Qui emerge un punto nevralgico: Hacking Team nega di aver avuto accesso remoto al software, c’è da sperare sia davvero così. Al contrario, significherebbe che chi l’ha sottratto potrebbe aver imparato a usare questa funzione nei giorni o nelle settimane scorse (molti pensano che la pubblicazione sia avvenuta tempo dopo il furto) ed essere entrato nei computer dei cittadini a cui è stato installato il malware. Con conseguenze incalcolabili. Nessuno può immaginare cosa ci sia dietro quelle backdoor né chi fossero i clienti che l’avevano adottato e contro chi l’avevano adoperato.
I clienti operano con la nostra tecnologia sui propri sistemi informatici, e così sono i clienti che devono prendere misure per sospendere le operazioni.
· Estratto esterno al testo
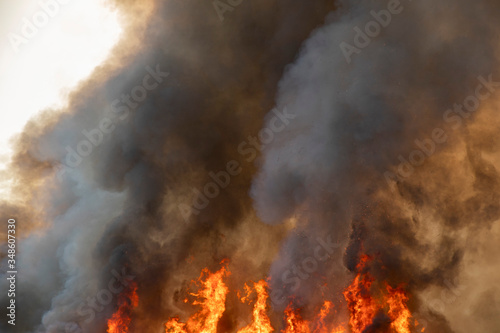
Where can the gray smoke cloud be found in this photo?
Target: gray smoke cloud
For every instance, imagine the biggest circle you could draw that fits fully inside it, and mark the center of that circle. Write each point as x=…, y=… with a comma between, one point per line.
x=114, y=206
x=381, y=155
x=331, y=180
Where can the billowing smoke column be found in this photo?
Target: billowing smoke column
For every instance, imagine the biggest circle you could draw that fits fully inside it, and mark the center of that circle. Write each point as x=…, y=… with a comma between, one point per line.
x=394, y=148
x=102, y=187
x=381, y=142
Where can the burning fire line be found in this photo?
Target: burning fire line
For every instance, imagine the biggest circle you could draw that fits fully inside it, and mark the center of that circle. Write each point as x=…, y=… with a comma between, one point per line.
x=363, y=307
x=127, y=301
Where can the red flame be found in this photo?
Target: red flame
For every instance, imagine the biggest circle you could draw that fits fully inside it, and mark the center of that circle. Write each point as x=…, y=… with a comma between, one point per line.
x=363, y=297
x=211, y=298
x=127, y=301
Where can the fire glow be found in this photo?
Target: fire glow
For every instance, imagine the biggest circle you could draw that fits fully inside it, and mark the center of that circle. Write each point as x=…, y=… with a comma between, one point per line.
x=366, y=311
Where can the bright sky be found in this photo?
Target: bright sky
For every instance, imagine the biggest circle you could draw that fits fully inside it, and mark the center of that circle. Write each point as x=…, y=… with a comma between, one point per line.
x=65, y=50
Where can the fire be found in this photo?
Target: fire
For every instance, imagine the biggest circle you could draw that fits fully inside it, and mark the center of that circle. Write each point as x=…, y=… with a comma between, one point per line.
x=294, y=322
x=398, y=311
x=211, y=298
x=261, y=322
x=127, y=301
x=363, y=306
x=364, y=301
x=360, y=302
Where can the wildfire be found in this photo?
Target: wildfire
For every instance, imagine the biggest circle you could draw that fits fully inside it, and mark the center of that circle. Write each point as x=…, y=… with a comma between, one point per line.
x=211, y=298
x=261, y=322
x=127, y=301
x=364, y=305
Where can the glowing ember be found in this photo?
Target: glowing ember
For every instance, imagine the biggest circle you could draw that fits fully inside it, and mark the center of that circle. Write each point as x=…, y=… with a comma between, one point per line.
x=363, y=307
x=127, y=301
x=294, y=322
x=211, y=298
x=398, y=311
x=261, y=322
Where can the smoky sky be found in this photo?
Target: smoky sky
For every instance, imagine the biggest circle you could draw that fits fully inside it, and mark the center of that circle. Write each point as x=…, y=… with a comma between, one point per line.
x=323, y=175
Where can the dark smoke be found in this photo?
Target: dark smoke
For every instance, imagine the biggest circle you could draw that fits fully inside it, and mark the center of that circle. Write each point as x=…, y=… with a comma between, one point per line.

Il comunicato prosegue parlando dei bug e dell’aggiornamento:
HackingTeam sta valutando se è possibile mitigare il pericolo, stiamo lavorando giorno e notte per fornire un aggiornamento per il sistema di controllo remoto che permetterà ai clienti di riprendere le indagini penali e di intelligence. In risposta alla richiesta di HackingTeam, quasi tutti i clienti hanno sospeso l’uso del sistema che è stato compromesso. (…) Ci aspettiamo anche che le compagnie antivirus aggiornino i loro programmi per rilevare la RCS compromessa.
La sospensione dell’uso di questo RCS è ovviamente una prassi immediata, così come l’aggiornamento risolve almeno in parte i possibili bug, ma la storia che ha implicato Hacking Team ormai non è più solo questione di sicurezza, ma anche di metodo. Tanto che persino la Web Foundation ha espresso l’auspicio che le istituzioni italiane approfondiscano quanto è successo e ne traggano una riflessione più ampia.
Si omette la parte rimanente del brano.